Architecture

Data Retention Service

A generic, event-driven pattern to enforce retention policies: detect expired data, publish cleanup events, run idempotent workers, then update metadata and storage with a complete audit trail.

Detection

  • Scheduler (hourly / daily / monthly)
  • Policy evaluation + eligibility checks
  • Catalog scan + partition selection

Queue / Event Bus

  • Event publishing
  • Routing + fanout
  • Backpressure, retries, DLQ

Workers

  • Partition cleanup
  • Data deletion (parallel + rate limited)
  • Idempotent execution

Storage + Metadata

  • Metadata catalog updates
  • Object storage deletion
  • Audit trail + reporting
Component details(+ principles)

Event Dispatcher

Evaluates retention rules, selects eligible partitions/files, and publishes cleanup events.

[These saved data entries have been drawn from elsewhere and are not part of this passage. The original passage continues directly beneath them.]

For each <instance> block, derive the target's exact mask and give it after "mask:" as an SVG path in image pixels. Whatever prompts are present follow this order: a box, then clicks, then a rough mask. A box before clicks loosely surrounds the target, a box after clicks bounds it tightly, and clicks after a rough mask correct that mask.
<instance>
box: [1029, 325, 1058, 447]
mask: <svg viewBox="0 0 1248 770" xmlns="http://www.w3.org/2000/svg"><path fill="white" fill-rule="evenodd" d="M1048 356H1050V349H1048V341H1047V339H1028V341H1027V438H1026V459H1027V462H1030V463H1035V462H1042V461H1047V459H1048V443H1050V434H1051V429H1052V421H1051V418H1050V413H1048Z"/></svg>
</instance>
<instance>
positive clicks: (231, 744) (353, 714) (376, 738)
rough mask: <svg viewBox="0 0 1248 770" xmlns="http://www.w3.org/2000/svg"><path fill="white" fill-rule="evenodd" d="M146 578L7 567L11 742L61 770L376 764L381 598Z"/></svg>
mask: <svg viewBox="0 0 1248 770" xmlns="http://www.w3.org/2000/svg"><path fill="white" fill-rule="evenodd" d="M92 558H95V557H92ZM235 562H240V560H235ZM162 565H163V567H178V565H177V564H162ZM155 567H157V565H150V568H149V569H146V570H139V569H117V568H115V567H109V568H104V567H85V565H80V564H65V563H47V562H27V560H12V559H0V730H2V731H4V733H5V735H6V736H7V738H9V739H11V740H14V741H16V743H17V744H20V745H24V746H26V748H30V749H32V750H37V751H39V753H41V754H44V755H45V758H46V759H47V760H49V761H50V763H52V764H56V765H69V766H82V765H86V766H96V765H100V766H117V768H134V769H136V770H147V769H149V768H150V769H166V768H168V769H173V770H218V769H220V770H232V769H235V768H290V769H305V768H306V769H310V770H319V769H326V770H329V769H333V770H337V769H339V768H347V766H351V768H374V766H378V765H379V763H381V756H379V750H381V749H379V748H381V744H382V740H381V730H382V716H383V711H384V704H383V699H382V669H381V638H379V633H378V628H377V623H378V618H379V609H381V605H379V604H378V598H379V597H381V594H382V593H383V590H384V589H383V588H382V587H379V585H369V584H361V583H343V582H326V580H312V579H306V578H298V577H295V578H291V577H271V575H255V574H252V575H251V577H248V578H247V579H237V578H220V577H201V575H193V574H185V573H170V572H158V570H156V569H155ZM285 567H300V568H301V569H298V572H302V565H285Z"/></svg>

Examples: scheduled job, serverless function, microservice

Queue / Event Bus

Decouples detection from execution and enables scalable, reliable processing with retries.

Examples: Kafka, RabbitMQ, managed queue, event bus

Retention Workers

Consume events and perform cleanup in parallel across metadata and storage layers.

Examples: containers, serverless workers, batch jobs

Metadata Catalog

Stores schemas and partition state. Workers update catalog state during cleanup.

Examples: metastore, data catalog, governance catalog

Object Storage

Data files reside here. Workers delete files based on retention policy decisions.

Examples: object storage, HDFS-compatible storage

Audit + Controls

Captures what was deleted, when, and why—supporting compliance and investigations.

Examples: immutable logs, metrics, dashboards, ticketing

Key architectural principles

Event-driven and loosely coupled for scale
Idempotent operations for safe retries
Audit trail for governance and compliance
Parallel execution with guardrails (rate limits, throttling, backpressure)
Separation of detection vs execution
Cloud-agnostic design (portable)

Outcomes

Automated enforcement

Retention policies execute automatically with no manual cleanup or operational overhead.

Lower storage costs

Reduces total storage footprint and cloud spend by continuously removing expired data.

Compliance ready

Creates a full audit trail of what was deleted, when, and why for governance needs.

Horizontally scalable

Event-driven workers scale out to handle growth without re-architecting the system.

Reliable execution

Idempotent operations allow safe retries and fault tolerance during failures.

Built-in guardrails

Rate limits, batching, and backpressure protect storage systems and prevent runaway deletes or production impact.

Note: This page is intentionally generic (no vendor or internal system names). Swap in your platform equivalents as needed.